Wray's Column May 4, 1926
By: Ed Wray. St. Louis Post-Dispatch
Milton’s Stock Falls.
MILTON Stock is away below par. His release by the Brooklyn club shows that. And it’s Milton’s own fault.
Milton is afflicted with a spring training complex and it finally brought him low. Stock, it will be remembered, annually refused to report for the workout with the boys for the vernal sweat work down south. It was not that Milton loved baseball less, but that he hated training more. Wherefore, within the memory of man, Milton has evaded spring workouts under the plea of seeking a higher salary.
The Pitcher Broke.
MILTON, a good player, got away with this annually. It became chronic. But the pitcher went to the well too often.

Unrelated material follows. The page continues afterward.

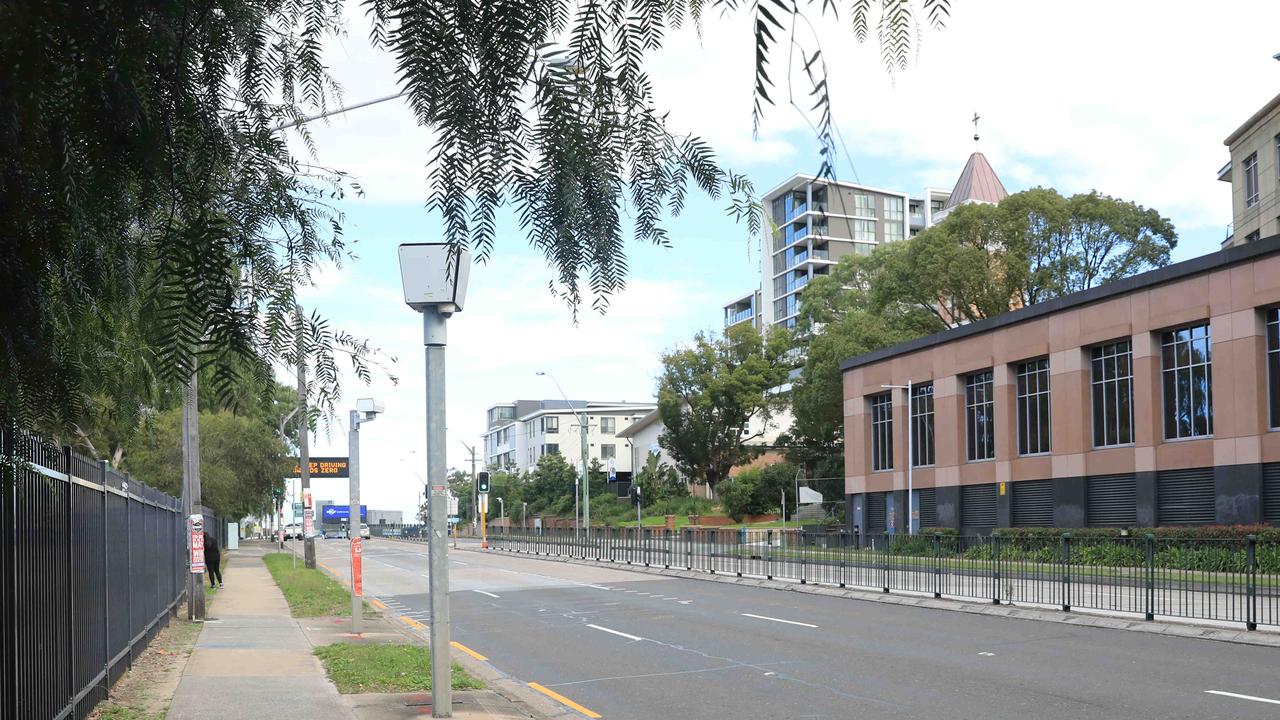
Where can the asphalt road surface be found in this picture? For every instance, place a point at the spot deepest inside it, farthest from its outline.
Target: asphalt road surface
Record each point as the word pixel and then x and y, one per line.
pixel 635 646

Last winter Stock spent the cold months in Clearwater, Fla., with Jacques Fournier, converting a $15,000 joint investment into a $150,000. When the Brooklyn ball club went to Clearwater to train, instead of joining his mates Milton rushed to Mobile and sat down to demand $12,500.
But he couldn’t deliver the baseball.
He reported unfit and behind in practice. Rather than pay the salary to an unfit man, Robinson released him.
At the contract price few clubs will want Stock.
Stockie’s complex overtook him at last.